Rapport Jospin : une bonne réforme... il y a trente ans ?

La Commission sur la rénovation de la vie publique, présidée par Lionel Jospin, ancien premier ministre, a rendu ce 9 novembre 2012 ses conclusions dans un rapport dont le contenu ne peut que décevoir ceux qui ont à cœur une véritable refondation de la vie politique en France.

Les militants du Parti Pirate, en pointe dans la réflexion et les propositions sur la réforme du système politique, se doivent de reconnaître la présence de plusieurs idées positives dans le rapport Jospin. 

La réforme du statut pénal du chef de l’État, la suppression des seuils de remboursement des campagnes des partis politiques, ou la création d’une Autorité de la déontologie de la vie publique vont dans le bon sens, et le Parti Pirate les soutient.

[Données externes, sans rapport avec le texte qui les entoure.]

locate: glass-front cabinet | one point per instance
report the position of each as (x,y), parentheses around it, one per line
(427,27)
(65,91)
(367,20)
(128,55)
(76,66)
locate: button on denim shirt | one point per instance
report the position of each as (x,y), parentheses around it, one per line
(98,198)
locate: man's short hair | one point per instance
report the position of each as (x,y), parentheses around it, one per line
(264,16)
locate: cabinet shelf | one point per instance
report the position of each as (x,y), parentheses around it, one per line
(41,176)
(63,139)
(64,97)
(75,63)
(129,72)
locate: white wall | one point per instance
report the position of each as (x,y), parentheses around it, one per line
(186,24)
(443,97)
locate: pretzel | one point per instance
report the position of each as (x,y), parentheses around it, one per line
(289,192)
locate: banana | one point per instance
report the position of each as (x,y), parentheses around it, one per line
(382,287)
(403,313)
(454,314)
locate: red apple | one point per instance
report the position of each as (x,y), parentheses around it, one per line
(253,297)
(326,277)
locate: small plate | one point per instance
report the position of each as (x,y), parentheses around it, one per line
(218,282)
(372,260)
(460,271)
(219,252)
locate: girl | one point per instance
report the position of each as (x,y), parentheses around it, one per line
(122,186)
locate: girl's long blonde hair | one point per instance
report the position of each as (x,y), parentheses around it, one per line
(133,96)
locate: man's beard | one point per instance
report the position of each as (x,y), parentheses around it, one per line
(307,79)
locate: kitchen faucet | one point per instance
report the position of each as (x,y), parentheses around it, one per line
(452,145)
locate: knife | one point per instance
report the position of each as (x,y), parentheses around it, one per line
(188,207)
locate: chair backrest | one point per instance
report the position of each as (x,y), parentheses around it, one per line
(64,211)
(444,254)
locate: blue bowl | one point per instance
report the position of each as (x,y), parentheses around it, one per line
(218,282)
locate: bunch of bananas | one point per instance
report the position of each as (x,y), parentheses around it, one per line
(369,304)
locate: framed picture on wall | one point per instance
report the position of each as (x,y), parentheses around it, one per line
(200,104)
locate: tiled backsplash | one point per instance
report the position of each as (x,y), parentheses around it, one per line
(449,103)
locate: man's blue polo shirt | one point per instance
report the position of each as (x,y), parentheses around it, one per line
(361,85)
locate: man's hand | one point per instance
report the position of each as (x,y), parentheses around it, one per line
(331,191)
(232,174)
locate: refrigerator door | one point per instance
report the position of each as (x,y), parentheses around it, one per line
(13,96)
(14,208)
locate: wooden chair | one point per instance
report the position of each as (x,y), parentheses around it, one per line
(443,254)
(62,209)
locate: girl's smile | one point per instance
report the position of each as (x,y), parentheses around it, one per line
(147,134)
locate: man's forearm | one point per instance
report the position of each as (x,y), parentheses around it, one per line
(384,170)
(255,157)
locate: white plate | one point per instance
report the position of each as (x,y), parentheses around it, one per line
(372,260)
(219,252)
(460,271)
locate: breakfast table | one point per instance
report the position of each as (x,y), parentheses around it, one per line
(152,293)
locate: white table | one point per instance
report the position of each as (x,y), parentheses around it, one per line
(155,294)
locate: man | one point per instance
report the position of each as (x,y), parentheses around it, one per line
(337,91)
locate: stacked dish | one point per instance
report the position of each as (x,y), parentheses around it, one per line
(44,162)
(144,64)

 Des réformes insuffisantes

Mais, dans l’ensemble, comme le reconnaît lui-même un membre de la commission, ces idées sont beaucoup trop timides et insuffisantes :

  • suppression des membres de droit du Conseil Constitutionnel

C’est une évidence, qui devrait s’accompagner d’une vraie réforme du Conseil Constitutionnel. Celui-ci devrait devenir une vraie Cour Constitutionnelle, constituée de juristes, et ses membres ne devraient pas être nommés par des politiques, mais élus par leurs pairs.
 

  • limitation réelle du cumul des mandats : un parlementaire ne pourra pas être maire ou président d’un exécutif local.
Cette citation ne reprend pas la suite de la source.